In the short term, a Labour defeat in Gorton and Denton in the early hours of Friday is unlikely to lead to another bout of leadership speculation. Starmer survived what looked like a putative coup earlier this month and most Labour MPs seem exhausted by the experience.

“The kindling is wet,” said one minister, arguing that Labour MPs had realised that the country, let alone the business community and the City, was in no mood for a protracted leadership contest.

One Starmer ally said: “Things were settled a couple of weeks ago. People showed they didn’t want to be like the Tories, constantly changing leader.” Anas Sarwar, Scottish Labour leader, found himself isolated after he called for the prime minister to quit.

However a Labour defeat in the Greater Manchester seat — which it won with a majority of over 13,000 in 2024 — would still weaken the prime minister and fuel mutinous feelings in the party ahead of a much bigger round of “midterm” elections across the UK on May 7.

Labour are particularly concerned about the implications any Green win could have for the May elections. One Labour Greater Manchester councillor said that activists were genuinely “frightened” that the Green candidate Hannah Spencer, a plumber, could win.

The Greens expect to put 2,000 campaign workers on the ground on Thursday to try to bring out the party’s vote.

“Everybody I know is hoping Reform win and we come second,” said the councillor. A second Greater Manchester councillor said a Spencer win could lead to a “Green wave of council seats” in May, notably in parts of the country where the party currently has little representation.

Reform UK supporters hold placards and signs backing Matt Goodwin in Denton ahead of the Gorton and Denton by-election.
If the left vote splits down the middle, Reform’s candidate Matt Goodwin, a controversial anti-immigration polemicist, could emerge triumphant © Christopher Furlong/Getty Images

Luke Tryl, of think-tank More in Common, said: “The worst outcome for Labour is either a Green win or a Reform win with the Greens in second.”

Tryl said it would not only reinforce the trend towards a split in the left vote — a mirror of the Conservatives’ loss of support on the right to Reform — but it would undermine Starmer’s main electoral message.

“It makes it much harder for Labour to run a ‘Macron strategy’, that is ‘however much progressives might be frustrated with us, it is us or Reform and so you have to hold your nose and back us’.”

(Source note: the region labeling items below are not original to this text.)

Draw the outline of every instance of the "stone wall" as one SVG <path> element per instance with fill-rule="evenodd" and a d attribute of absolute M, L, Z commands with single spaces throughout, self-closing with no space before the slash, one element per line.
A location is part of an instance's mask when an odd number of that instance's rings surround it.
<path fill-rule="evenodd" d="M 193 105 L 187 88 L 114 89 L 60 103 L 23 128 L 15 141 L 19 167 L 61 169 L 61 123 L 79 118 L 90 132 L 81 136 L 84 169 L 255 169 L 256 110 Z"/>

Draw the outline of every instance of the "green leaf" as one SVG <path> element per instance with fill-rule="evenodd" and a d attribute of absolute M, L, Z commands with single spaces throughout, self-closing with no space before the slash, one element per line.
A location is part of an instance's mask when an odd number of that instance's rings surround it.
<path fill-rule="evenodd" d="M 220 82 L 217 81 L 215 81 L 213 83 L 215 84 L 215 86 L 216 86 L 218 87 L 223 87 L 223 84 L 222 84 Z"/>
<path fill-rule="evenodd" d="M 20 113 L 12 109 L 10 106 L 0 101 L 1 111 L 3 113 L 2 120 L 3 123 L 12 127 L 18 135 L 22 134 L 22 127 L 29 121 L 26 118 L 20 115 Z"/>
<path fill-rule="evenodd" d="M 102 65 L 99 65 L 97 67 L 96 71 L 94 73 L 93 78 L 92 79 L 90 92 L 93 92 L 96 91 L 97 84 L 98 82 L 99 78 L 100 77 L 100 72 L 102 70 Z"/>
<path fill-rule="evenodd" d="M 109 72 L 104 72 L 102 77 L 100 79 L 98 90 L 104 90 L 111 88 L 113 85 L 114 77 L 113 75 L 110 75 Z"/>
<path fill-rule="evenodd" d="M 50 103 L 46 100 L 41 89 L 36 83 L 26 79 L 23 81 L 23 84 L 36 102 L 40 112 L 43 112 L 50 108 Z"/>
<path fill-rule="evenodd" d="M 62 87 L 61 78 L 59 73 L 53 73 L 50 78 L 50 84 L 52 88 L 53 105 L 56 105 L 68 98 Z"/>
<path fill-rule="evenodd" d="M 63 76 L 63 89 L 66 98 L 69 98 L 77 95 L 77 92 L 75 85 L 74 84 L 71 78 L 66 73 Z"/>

A Labour loss would also reignite debate about the wisdom of Starmer’s allies in blocking popular Greater Manchester mayor Andy Burnham from standing as the party’s candidate in the by-election.

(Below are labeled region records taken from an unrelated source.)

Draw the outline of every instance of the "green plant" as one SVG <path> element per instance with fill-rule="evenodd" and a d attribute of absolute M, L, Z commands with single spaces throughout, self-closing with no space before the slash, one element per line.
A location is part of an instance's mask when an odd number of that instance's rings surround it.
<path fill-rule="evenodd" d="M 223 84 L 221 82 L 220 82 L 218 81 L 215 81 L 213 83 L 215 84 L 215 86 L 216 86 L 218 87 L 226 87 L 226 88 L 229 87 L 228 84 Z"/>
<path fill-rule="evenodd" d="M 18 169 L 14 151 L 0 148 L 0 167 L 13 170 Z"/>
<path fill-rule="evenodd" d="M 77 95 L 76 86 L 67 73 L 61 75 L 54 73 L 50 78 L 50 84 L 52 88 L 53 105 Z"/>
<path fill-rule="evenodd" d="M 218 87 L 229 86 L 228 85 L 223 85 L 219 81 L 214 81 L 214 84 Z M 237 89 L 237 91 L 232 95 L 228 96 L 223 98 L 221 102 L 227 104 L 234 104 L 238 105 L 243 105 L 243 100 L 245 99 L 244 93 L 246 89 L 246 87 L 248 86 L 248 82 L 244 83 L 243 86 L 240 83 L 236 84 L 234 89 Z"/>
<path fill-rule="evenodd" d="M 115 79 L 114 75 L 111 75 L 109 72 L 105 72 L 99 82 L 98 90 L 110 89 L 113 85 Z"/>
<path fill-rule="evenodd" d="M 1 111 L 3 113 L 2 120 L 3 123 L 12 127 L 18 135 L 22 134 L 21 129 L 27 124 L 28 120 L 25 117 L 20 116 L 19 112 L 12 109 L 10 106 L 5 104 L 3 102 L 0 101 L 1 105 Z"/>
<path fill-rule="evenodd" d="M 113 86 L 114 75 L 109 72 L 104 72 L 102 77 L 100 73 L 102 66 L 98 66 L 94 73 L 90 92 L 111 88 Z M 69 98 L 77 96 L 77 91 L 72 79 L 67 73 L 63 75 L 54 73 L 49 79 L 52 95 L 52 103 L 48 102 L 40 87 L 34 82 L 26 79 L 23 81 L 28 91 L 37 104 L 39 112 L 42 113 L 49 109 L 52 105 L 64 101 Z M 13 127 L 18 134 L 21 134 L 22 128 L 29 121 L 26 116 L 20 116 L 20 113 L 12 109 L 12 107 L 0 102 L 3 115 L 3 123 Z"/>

Starmer held “peace talks” with Burnham this week, although that is unlikely to insulate the prime minister from criticism. Even Labour’s opponents in Gorton and Denton concede the mayor would probably have won the seat.

Professor Rob Ford from Manchester University said a Burnham candidacy would have “instantly” solved the “divided left” problem because he would have been seen as the obvious anti-Reform choice.

Labour’s candidate Angeliki Stogia can still win, according to party activists, and Starmer’s campaign team is numerous and equipped with detailed electoral data. Teams on the ground insist that wavering voters are coming around to Labour.

But if the left vote does split down the middle, then Reform’s candidate Matt Goodwin, a controversial anti-immigration polemicist, could emerge triumphant.

A result in Gorton and Denton is expected at about 4am on Friday morning but if the result is tight, as the polls suggest, there could be recounts and a delayed declaration.

Starmer, Farage and the Green leader Zack Polanski will all be consulting the Friday train timetables to Manchester for the obligatory victory tour, but it is anyone’s guess which one will be turning up.